Nat’s gaze never wavered. “Leaving you with almost nothing to piece yourself together again.”

That Nat understood, that she got it—got him—even if she couldn’t ever forgive him…it meant a lot.

“I had my family to help Humpty Dumpty put his broken pieces back together.”

She nodded, an approving smile curving her lips. “I’m glad.”

But he wasn’t done. The man who’d once jumped off a bridge into unknown icy waters wasn’t done.

“And I had one other reason driving me to become whole again,” he said. “You.”

Nat’s frown slipped as her eyebrows drew together. “Me?”

“Whatever loss I’d suffered was nothing compared to you and Olivia. A little naively I’d hoped to find a way to look out for you both, and I couldn’t do that if I was curled up, rocking in a corner of a padded room.”
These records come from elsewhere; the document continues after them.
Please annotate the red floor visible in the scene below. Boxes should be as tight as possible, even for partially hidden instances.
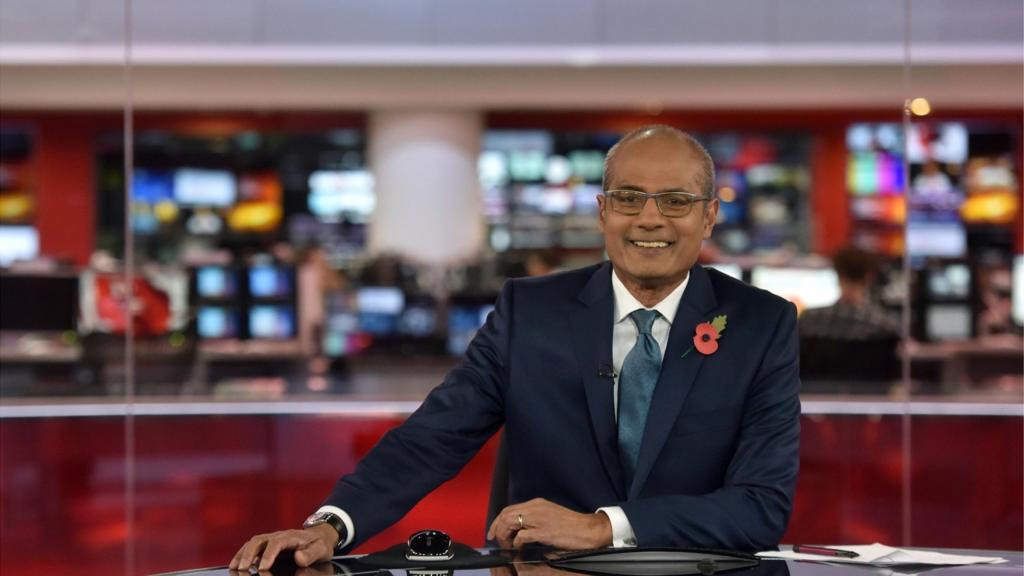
[0,409,1024,576]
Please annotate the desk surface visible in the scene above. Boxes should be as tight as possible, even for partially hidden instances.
[155,546,1024,576]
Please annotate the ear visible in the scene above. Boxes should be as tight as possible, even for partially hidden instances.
[703,198,718,240]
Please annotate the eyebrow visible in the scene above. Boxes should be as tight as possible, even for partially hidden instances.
[611,184,699,196]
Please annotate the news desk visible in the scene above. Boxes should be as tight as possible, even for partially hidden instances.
[162,546,1024,576]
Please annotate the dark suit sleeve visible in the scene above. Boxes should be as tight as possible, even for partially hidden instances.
[620,303,800,550]
[324,282,513,546]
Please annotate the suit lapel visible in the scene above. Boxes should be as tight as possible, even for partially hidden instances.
[571,262,626,499]
[629,264,718,500]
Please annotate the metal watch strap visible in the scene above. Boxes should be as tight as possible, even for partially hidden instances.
[307,512,348,550]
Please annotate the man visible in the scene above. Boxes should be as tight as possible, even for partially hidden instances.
[800,246,899,341]
[231,126,800,569]
[799,246,900,383]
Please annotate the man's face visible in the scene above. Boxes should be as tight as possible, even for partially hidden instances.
[597,136,718,288]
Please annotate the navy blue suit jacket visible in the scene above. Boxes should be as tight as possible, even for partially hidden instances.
[325,262,800,549]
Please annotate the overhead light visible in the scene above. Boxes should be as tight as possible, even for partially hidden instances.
[910,97,932,116]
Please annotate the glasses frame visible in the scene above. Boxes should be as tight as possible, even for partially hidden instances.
[602,189,715,218]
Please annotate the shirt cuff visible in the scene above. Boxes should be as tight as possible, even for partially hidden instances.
[316,506,356,549]
[597,506,637,548]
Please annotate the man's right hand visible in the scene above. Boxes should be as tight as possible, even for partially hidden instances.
[227,524,338,571]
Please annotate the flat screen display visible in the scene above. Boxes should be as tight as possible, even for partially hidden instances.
[249,304,295,340]
[249,264,292,298]
[397,302,437,338]
[925,304,973,341]
[0,274,79,332]
[174,168,238,207]
[447,303,495,356]
[0,227,39,266]
[705,264,743,280]
[196,266,239,298]
[751,266,840,311]
[131,168,174,204]
[355,286,406,336]
[1011,254,1024,326]
[928,263,971,300]
[906,221,967,258]
[196,305,240,339]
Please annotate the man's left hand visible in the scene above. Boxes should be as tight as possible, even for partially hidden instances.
[487,498,611,550]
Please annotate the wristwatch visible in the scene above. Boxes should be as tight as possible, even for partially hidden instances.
[302,511,348,550]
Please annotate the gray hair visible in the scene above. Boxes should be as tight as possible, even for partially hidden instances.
[601,124,715,198]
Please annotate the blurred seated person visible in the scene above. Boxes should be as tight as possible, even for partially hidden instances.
[799,246,900,385]
[524,248,562,277]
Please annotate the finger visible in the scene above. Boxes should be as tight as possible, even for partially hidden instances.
[295,540,332,568]
[487,508,515,547]
[259,530,303,570]
[239,534,268,570]
[512,529,538,549]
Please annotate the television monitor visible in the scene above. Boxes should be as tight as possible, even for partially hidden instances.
[927,263,971,300]
[447,298,495,356]
[1011,254,1024,326]
[249,264,293,298]
[80,269,188,337]
[174,168,238,207]
[0,274,79,332]
[569,150,604,183]
[397,300,437,338]
[906,122,968,164]
[226,172,284,234]
[705,263,743,280]
[196,304,240,339]
[0,227,39,266]
[249,304,296,340]
[509,150,548,182]
[355,286,406,336]
[306,170,377,222]
[476,150,509,189]
[847,151,903,196]
[321,291,372,358]
[751,266,840,311]
[131,168,174,204]
[925,304,974,341]
[572,184,602,214]
[540,187,572,214]
[196,266,239,298]
[906,221,967,258]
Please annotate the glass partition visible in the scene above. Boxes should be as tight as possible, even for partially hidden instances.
[0,0,137,574]
[0,0,1024,574]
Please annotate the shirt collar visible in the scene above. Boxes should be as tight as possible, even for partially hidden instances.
[611,269,690,325]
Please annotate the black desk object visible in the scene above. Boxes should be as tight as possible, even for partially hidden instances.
[151,549,1024,576]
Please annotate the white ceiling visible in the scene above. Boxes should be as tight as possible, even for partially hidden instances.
[0,0,1024,110]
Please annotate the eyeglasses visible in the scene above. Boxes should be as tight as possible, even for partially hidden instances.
[604,190,712,218]
[406,530,455,562]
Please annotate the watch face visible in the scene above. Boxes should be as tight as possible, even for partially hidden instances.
[302,512,330,528]
[409,530,452,557]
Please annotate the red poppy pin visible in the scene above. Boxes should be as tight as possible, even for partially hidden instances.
[683,315,726,358]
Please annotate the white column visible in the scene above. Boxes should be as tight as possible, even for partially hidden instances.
[367,111,484,264]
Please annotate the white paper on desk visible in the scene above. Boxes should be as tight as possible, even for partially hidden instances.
[757,542,1007,566]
Blood thudded against his eardrums, so loudly it merged with the nearby sound of waves tumbling over the sand. “As Jackson’s friend, I needed to step up to be there for his wife and daughter, regardless of whatever shit went down in my own life.”

But they both knew that Natalie had justifiably—in her mind—cut Isaac out of their lives with surgical precision. And after a while he’d accepted her decision, become content to remain out of sight, out of mind, in the background. For her sake.

He raised their linked hands and brushed the softest of kisses across her knuckles. She started, eyes widening, and arched a little away from him—but she didn’t pull her hand from his. Instead, she stood and reversed her grip, tugging on his hand until he stood.

“We’d better go or the girls will send out a search party,” she said.

“Too serious a topic for this early in the morning?” he asked lightly.

She gave a hmm of agreement and brushed chips of blue paint off the seat of her leggings. “Tomorrow we can cover global warming, or the devastation of the rainforests.”

“Deal. Now start running,” he said. “I’ll give you a two-minute head start.”

The smile she gave him was part sass, part something he couldn’t put his finger on—acceptance? One brick of the keep Isaac out wall around her heart crumbling down?

Then she took off, her shoes kicking up little sprays of sand that the wind had blown into the road.

“Last one back is a rotten egg,” she shouted.